Already having won major sports cars races at Daytona, Mosport in Canada, Reims in France - all in Ferraris - and the 1968 Le Mans 24 Hours in a Ford GT40 co-driven by Belgium’s Lucien Bianchi, his astounding drives - and friendly fire intra-team rivalry with fellow ex-biker Jo Siffert - in iconic Gulf-livered Porsche 917s created a legend.
Ramirez was working as a mechanic for that JWA team, albeit was assigned to its other car: “Pedro relaxed. Absolutely. By then he had overcome that era of having his brother being quicker.
“He became bit more amenable but always said that he never liked to get close to the other racing drivers because that way, in a wheel-to wheel battle, they would know less about how he was going to react. His closest friends were always from Mexico.”
He won the Daytona 24 Hours and the 1000km races at Brands Hatch, Monza and Watkins Glen in 1970.
His performance at Brands is reckoned by many to be the best in this category of racing. He finished five laps to the good despite being dragged into the pits for an extended dressing down from Clerk of the Course Nick Syrett about dangerous driving and ignoring black flags.
Having almost run over him as he waved a yellow flag to signal an accident, a fuming Pedro, who stared straight ahead throughout the lecture, almost crushed Syrett’s toes as he accelerated back into the spray and fray.
He won on four occasions in 1971, too: at Daytona and Monza again, and Spa and the Osterreichring.
The latter performance was almost good as his Brands Hatch victory. Running unabated on slicks during a rainstorm allowed him to recover from the electrical fault that cost him three laps and win by two.
Having driven flat chat for 580 miles, he clambered from a cramped, enclosed cockpit and removed his familiar crash helmet: there wasn’t a bead of sweat on him and his signature swept black hair was immaculate.
He was dead a fortnight later, killed driving a privateer Ferrari in a minor sports car race at Germany’s Norisring.

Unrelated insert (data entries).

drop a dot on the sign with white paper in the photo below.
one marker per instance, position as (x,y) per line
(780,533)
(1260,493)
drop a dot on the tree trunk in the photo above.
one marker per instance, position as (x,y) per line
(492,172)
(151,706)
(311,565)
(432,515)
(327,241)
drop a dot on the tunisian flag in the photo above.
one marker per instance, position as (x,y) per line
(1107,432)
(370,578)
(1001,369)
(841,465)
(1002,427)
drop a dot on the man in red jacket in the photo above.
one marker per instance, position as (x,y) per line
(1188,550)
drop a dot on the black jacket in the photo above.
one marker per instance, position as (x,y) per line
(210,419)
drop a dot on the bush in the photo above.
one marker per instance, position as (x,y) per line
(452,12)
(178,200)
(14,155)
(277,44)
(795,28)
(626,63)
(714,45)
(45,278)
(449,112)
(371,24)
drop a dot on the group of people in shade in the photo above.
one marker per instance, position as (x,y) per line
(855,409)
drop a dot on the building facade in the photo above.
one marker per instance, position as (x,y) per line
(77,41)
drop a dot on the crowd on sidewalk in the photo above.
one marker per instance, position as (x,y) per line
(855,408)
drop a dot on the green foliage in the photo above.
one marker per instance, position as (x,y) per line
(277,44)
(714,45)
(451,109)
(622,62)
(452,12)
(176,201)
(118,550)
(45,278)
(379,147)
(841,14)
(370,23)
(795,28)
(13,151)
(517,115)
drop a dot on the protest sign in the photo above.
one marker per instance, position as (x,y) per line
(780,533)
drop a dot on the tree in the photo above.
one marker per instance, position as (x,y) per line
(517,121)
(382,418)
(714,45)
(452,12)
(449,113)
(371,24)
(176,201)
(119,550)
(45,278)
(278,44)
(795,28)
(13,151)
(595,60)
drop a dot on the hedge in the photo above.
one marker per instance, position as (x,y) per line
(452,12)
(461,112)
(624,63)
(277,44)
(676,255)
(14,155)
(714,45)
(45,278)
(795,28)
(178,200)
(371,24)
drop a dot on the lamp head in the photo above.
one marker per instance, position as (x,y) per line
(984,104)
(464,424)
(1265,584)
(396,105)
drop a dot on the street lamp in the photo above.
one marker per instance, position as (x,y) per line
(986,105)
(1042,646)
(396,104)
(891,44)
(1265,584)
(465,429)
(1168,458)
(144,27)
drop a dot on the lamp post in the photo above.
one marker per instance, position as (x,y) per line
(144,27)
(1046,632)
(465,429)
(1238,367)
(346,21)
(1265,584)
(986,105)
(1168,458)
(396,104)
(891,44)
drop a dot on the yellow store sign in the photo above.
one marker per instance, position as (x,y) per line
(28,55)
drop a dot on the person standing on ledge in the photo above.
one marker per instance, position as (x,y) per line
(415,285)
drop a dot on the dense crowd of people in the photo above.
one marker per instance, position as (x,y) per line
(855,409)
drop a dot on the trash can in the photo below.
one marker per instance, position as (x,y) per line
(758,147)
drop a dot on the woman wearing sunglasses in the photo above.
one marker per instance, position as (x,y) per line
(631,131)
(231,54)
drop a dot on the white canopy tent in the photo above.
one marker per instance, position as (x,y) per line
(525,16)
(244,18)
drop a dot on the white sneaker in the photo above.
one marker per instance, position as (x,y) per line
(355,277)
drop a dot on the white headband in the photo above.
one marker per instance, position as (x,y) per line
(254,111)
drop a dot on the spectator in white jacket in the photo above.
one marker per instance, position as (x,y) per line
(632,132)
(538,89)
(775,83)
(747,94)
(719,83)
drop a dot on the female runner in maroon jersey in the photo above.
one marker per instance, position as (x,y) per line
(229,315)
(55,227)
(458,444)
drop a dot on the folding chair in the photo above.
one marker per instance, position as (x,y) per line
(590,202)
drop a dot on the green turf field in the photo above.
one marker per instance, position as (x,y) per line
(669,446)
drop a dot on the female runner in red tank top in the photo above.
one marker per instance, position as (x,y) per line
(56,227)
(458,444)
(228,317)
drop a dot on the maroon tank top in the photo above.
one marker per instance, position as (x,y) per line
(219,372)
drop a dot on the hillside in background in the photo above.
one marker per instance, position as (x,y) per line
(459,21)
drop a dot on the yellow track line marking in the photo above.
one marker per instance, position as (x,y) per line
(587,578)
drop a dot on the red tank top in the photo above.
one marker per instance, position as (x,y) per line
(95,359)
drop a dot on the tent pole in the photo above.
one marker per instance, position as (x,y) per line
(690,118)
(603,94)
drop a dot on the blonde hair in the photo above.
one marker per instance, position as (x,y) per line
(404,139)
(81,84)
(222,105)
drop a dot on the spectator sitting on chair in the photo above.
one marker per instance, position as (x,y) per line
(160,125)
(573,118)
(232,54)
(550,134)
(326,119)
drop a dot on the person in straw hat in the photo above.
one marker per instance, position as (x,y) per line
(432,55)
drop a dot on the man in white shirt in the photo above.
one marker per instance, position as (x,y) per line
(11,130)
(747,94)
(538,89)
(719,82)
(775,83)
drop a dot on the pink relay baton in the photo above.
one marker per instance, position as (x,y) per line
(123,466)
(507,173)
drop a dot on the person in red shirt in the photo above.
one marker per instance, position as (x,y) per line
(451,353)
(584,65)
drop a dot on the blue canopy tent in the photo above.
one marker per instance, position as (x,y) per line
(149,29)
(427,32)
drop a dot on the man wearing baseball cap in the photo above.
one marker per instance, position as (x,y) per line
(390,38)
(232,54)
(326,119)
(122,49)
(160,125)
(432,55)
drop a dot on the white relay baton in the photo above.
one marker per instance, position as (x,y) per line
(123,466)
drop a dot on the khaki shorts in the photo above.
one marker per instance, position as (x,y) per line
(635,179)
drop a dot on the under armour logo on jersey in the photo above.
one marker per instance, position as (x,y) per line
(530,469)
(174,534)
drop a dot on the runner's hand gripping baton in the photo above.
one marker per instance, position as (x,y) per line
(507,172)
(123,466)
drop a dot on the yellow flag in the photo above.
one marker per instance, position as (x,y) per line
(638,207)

His religious upbringing reinforced by brother’s untimely demise, Pedro had taken a fatalistic view: when it was your time in this notoriously dangerous era, it was your time. His throwback attitude clashed with the concurrent safety campaign being orchestrated by Jackie Stewart.
Ramirez: “For sure, Ricardo was something to do with it. Pedro said, ‘Just give me a car that is good, one that won’t break, and then I don’t care where we race. If there are trees or rocks or whatever it is my duty to miss them.’”

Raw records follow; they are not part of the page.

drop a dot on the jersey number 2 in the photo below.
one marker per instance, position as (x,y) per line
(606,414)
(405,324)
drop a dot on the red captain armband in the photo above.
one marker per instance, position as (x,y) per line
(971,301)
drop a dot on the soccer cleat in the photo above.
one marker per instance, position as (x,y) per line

That final race earned Pedro £1500. He said he needed the money. He didn’t. He needed to race - every weekend, if possible.
The week before he had set fastest time at a Silverstone test in preparation for the British GP. He was 31 and - finally - had the world at his feet.
In him we saw how good Ricardo would have been. That’s how good Pedro became.
“But I think Ricardo would have maintained his edge,” concludes Ramirez.